The oil industry invested more than $28 billion in buying up land in the Permian Basin in 2016, three times the amount spent in 2015, according to Reuters. That accounted for about 39 percent of all money spent on land acquisitions in the U.S. oil industry last year. Other shale basins do not even come close to that level of investment. By way of comparison, the Marcellus Shale attracted 10 percent of total land investment in 2016, while the once-hot Bakken only captured 3 percent.

Money has flooded into West Texas because the Permian has both below-ground and aboveground advantages over other shale basins. To start with, the Permian has a vast volume of oil waiting to be tapped. But more importantly, it is geologically favorable for drillers – multiple shale formations are stacked on top of each other, which means that a driller can sink a vertical well through several shale plays at once, and then drill horizontally through even more liquid-rich shale. More oil per given well means lower breakeven costs and larger profits. All else equal, that alone is enough for shale companies to concentrate their efforts on the Permian at the expense of other shale basins in the U.S.

But then there are above-ground factors. Texas is a friendly place for oil companies. West Texas has seen drilling for decades, which means that pipeline networks are established and well connected. Reuters notes that Texas also enjoys abundant labor and equipment suppliers, also a legacy of a long oil history. Plus warm temperatures mean that drilling can take place 365 days of the year.

It is no surprise then that over the past two years the Permian has emerged as the favorite for shale drillers. Since the U.S. rig count bottomed out in May 2016, the industry has added 250 oil rigs back into action through the end of January – the Permian accounted for 154 of those, or more than 60 percent. No other shale basin comes even remotely close to those gains.

“We could easily see an extra 100 rigs out here in the Permian by June,” Josh Clawson of Gesco, an electrical contractor for oil drilling rigs, told Reuters.

The surge in interest in the Permian continues to push up land prices. Companies are paying more than $60,000 per acre, double the average paid back in 2014, and even twice as high as some deals signed in 2016. High land prices are not scaring away companies; interest in the Permian continues to rise.

This is the reason that ExxonMobil just paid $5.6 billion in January to double its acreage in the Permian Basin, which was the largest oil deal in the U.S. since prices started to spiral out of control in November 2014. Exxon just reported fourth quarter earnings this week, which showed that overall production declined by 3 percent from a year earlier.
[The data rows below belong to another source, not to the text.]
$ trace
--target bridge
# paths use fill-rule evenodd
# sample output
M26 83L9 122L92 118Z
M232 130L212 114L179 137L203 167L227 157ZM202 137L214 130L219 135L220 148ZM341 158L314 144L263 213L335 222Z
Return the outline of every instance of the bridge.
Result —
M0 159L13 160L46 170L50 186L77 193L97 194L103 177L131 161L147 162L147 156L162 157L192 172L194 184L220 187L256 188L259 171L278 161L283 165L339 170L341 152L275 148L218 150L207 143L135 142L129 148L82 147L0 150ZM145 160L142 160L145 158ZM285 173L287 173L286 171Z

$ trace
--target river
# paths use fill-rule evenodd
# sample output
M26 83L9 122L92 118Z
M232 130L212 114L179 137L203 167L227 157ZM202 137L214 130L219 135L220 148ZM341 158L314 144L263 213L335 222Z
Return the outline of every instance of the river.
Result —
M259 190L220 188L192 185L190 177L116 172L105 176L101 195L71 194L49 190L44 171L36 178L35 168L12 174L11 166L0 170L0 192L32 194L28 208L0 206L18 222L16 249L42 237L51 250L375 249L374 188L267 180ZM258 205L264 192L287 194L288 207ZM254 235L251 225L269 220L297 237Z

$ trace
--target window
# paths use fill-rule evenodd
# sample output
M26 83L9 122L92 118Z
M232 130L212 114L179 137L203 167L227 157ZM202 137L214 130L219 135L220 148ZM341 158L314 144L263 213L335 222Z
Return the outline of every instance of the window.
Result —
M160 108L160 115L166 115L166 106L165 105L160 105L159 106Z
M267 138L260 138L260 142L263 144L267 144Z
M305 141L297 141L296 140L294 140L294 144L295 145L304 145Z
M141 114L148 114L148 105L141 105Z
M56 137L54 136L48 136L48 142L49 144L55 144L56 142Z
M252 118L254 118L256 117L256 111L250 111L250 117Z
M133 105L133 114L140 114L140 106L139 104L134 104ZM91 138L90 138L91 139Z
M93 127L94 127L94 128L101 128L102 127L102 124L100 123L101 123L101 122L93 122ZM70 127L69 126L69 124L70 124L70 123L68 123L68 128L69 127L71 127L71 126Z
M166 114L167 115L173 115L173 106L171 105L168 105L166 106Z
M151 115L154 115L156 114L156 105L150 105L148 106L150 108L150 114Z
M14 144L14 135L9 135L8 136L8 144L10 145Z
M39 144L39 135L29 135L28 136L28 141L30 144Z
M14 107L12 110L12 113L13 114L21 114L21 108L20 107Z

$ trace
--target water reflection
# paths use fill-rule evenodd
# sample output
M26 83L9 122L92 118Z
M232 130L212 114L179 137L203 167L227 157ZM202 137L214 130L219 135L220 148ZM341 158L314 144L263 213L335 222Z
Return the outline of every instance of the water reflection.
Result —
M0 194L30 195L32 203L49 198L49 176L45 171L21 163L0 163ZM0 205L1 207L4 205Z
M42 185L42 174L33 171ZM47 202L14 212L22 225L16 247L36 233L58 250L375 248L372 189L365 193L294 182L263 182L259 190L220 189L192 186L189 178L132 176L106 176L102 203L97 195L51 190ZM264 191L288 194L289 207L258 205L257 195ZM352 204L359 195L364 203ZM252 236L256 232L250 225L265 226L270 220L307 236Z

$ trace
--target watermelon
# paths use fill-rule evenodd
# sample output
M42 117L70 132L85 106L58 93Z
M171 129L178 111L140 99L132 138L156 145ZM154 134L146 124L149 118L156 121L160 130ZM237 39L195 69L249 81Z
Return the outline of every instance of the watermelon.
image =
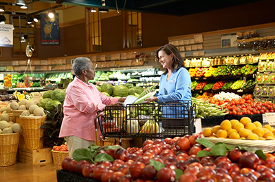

The oil major is stepping up capex this year, unlike many of its peers, in order to reverse that decline in output. The Permian could be key for the company, where it hopes to add more than 200,000 bpd in production, taking its Permian output up to 350,000 bpd. As the FT notes, that would mean that the Permian makes up almost a quarter of Exxon’s total production, sharply up from 12 percent today. For a company that has a long track record of taking on hulking, complex offshore drilling projects, the pivot to smaller shale wells in Texas speaks volumes about how enticing the Permian has become.

The big question is how the rush for land in the Permian changes as oil prices rise (assuming that they do). The Permian has benefited from the severe cuts to spending and drilling activity in rival shale basins, as companies concentrate their efforts in the West Texas shale basin. But if oil prices rise to, say, $60 per barrel, places like the Bakken and the Eagle Ford could come surging back. Of course, rising oil prices will only improve the economics of the Permian, but it could lose its status as the only game in town.

On the other hand, there is no guarantee that oil prices do rebound. There are plenty of reasons to think that they won’t, and could in fact decline. For now, the EIA is forecasting flat oil prices for the next two years, which would be high enough to allow for an impressive uptick in production by 400,000 bpd, jumping to 9.3 million barrels per day in 2017. However, with annual average production rising from 2.0 to 2.3 mb/d this year, most of the gains in U.S. output will come from the Permian Basin.